Following the IHBC South East Branch’s 2019 Day School in Woking on 1 March, lead organiser of the School and Branch committee member Chris Reynolds has written a summary report on the day, including a brief look forward to the Branch’s hosting of the IHBC 2020 Annual School in Brighton in June next year.
Sanne Roberts, Vice Chair of the South East Branch and co-organiser said: ‘It was great to welcome delegates to Surrey History Centre in Woking for our Day School and IHBC SE AGM. We had an excellent line up of speakers followed by some fascinating tours, as described further in our write up by Surrey Rep and Events Officer Chris Reynolds’.
Chris Reynods, SE Branch Events Officer and Day School lead organiser writes:
Following the publication of revisions to the National Planning Policy Framework (NPPF), this year’s IHBC South East Day School focused on putting policy into practice, and was hosted at the Surrey History Centre in Woking.
We were delighted to have a range of speakers including Victoria Thomson, Head of Planning at Historic England. Victoria provided the Branch with a planning policy update which included a look at the 2018 (and 2019) NPPF. She noted that while on the surface it appeared little had changed for the historic environment, changes outside chapter 16 could be perceived to have a significant impact. It is heartening that the Government’s consultation responses clearly identifies that the changes do not affect the weight that should be given to heritage. Planning system resources from Historic England can be found at here.
Victoria encouraged as all to read the NPPF in totality – not something many of us confess to have done!
The Day School also heard from Rob Lloyd-Sweet, Historic Places Advisor for South East England, who discussed trends and heritage tools for managing the high street. Rob highlighted the increase in businesses operating out of listed buildings and the links between this and experiential retail where heritage makes an important contribution. Much of Rob’s presentation is directly relevant to the emerging theme for the IHBC Annual School 2020 which will take place in Brighton from 18 to 20 June. Keep an eye out for more details at Nottingham 2019 and through future NewsBlogs.

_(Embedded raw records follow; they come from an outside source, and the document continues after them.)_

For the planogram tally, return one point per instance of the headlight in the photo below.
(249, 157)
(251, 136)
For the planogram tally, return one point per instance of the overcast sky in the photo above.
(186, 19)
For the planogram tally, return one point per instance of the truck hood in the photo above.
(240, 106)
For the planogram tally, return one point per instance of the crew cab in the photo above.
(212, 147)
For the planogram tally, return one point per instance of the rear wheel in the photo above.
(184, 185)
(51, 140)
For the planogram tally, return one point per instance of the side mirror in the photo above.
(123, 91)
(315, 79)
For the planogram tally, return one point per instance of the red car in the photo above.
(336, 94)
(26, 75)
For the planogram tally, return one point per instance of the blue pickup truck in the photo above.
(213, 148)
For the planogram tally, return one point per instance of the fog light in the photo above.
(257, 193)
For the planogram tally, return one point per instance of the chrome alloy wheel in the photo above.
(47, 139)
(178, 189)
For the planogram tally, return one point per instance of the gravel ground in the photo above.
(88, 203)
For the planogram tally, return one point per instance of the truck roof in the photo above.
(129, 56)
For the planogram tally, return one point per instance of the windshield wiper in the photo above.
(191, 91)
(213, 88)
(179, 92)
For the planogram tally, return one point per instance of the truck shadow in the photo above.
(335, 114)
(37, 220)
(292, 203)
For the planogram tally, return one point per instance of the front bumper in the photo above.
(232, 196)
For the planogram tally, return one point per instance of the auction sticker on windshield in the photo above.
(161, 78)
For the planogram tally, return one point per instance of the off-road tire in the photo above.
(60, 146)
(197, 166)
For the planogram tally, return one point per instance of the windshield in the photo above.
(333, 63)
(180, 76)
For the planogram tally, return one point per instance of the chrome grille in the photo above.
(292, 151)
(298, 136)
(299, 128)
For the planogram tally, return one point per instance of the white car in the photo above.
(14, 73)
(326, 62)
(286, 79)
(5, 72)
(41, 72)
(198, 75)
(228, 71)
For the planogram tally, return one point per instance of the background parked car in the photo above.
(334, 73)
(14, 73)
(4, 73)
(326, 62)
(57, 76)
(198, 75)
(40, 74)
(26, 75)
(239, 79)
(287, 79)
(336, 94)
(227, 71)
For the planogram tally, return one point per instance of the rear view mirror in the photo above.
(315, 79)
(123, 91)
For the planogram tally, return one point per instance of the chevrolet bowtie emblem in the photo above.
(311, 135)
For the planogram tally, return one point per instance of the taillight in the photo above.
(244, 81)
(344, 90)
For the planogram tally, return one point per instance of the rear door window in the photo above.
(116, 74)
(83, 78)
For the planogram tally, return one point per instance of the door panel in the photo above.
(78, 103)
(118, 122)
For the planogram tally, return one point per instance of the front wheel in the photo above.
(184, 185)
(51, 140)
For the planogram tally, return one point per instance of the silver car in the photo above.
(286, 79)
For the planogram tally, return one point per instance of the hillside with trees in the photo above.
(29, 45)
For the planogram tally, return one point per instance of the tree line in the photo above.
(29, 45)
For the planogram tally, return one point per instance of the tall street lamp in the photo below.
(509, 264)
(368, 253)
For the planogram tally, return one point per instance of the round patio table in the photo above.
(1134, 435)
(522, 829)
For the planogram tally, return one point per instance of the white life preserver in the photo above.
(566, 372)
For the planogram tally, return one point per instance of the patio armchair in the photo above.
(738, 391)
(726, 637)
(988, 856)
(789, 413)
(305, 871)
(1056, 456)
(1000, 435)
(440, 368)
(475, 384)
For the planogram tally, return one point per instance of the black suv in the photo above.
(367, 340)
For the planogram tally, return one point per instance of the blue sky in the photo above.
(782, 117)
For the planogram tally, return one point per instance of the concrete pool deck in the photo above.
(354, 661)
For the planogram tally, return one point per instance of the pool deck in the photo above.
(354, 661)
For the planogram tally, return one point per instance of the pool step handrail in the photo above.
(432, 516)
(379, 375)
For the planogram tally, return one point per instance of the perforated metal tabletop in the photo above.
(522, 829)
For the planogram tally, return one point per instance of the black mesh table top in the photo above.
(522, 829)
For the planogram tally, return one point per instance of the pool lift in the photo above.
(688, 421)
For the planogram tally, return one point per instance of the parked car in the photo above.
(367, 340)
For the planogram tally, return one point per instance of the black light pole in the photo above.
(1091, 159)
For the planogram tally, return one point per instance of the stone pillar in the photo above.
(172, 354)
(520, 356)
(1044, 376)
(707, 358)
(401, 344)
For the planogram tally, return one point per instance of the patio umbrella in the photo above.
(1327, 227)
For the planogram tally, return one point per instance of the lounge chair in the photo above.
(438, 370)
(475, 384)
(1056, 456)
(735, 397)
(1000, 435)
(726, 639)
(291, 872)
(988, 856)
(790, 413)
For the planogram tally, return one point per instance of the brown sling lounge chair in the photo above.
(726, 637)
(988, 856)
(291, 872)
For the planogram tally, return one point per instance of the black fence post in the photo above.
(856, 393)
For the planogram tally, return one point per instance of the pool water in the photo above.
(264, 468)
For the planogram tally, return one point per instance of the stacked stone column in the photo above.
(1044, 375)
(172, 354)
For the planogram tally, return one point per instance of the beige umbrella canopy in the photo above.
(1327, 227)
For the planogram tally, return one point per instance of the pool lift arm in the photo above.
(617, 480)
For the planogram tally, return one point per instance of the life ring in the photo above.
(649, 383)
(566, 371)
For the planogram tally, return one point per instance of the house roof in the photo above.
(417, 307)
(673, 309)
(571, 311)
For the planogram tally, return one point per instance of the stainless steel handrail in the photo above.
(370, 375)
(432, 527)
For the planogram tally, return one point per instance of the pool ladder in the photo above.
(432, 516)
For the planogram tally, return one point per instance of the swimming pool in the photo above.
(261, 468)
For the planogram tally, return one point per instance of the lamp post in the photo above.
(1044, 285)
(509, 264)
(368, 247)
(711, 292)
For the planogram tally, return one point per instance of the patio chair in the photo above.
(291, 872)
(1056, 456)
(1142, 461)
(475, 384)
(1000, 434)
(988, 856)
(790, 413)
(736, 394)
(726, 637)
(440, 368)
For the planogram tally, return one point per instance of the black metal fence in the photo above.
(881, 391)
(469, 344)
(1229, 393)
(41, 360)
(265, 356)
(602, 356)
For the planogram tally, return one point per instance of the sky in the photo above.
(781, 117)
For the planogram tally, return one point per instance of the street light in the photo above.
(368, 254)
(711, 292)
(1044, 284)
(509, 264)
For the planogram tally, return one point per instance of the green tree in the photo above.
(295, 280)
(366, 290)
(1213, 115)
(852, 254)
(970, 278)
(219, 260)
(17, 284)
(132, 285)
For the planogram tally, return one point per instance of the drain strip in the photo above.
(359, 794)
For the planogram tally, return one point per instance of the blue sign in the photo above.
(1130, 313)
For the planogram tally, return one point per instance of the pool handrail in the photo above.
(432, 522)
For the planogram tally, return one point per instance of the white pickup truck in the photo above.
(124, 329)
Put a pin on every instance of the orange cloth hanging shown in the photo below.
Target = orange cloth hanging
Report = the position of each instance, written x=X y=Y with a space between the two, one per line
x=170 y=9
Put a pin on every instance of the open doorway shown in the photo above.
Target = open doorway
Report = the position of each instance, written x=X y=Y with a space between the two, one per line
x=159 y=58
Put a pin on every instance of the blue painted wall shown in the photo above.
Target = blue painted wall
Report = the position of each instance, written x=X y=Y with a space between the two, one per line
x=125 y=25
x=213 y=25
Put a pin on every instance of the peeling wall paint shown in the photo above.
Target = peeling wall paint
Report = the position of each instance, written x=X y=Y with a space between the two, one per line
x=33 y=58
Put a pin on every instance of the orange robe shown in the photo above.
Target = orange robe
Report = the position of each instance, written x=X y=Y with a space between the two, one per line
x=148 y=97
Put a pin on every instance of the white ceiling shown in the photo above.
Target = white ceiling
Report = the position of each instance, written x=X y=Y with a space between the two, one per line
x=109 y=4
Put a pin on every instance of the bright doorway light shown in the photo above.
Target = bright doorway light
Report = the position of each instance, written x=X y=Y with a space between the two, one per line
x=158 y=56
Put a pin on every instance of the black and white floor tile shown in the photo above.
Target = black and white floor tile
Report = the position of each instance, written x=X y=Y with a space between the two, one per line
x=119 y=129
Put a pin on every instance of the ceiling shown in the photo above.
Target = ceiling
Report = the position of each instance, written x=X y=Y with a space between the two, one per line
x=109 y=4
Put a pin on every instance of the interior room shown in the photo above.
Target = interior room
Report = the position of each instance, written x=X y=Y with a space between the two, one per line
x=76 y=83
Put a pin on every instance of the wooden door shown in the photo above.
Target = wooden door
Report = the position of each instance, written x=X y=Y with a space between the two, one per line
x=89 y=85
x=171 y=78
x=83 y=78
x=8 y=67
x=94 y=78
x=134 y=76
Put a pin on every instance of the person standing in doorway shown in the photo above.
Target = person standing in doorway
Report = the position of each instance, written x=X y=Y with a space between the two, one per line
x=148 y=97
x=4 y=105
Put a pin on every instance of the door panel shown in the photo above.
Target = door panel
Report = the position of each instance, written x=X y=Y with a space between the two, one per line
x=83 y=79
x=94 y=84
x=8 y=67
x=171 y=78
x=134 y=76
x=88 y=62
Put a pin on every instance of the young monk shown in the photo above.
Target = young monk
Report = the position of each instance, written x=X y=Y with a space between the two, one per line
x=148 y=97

The application of policy to the historic environment was a key theme of the Day School and a number of presentations looked at how this has been carried out in Surrey. Rebecca Lambert from Historic England talked about the challenges of protecting Brooklands Race Track, the first motor racing venue in the world, which is both a Scheduled Ancient Monument and a conservation area. Benjamin Parker from the Heritage Trust Network discussed resources available for Building Preservation Trusts to enable them to meet their objectives, including a toolkit which is available to members.
From Woking Borough Council we were joined by Dr Zafar Iqbal who talked about his efforts to restore the Grade II listed Muslim Burial Ground and how this related to the council’s core policies. In the afternoon Zafar took delegates on a tour of the burial ground showing some of the improvements, including the removal of overhead power lines by the National Grid at the cost of £250k.
In addition to visiting the Muslim Burial Ground, the South East Branch were also fortunate to visit the Shah Jahan Mosque in Woking. Built in 1889 by Gottlieb Wilhelm Leitner, the building is the oldest purpose built mosque in Western Europe and was upgraded to Grade I in March last year. The visit offered delegates a fascinating opportunity to learn about Muslim culture and how mosques are designed and function.
The final visit of the day was to the Grade II listed Railway Electrical Control Room where we were kindly hosted by Network Rail. Built in 1936 by Swedish first Asean, the function of the building was to control electrical power to railway lines across the Southern network. While the exterior of the building is of a standard design, the interior was influenced by International Modern principles and is particularly impressive. The South East Branch are very grateful to all the speakers and hosts who made the day possible.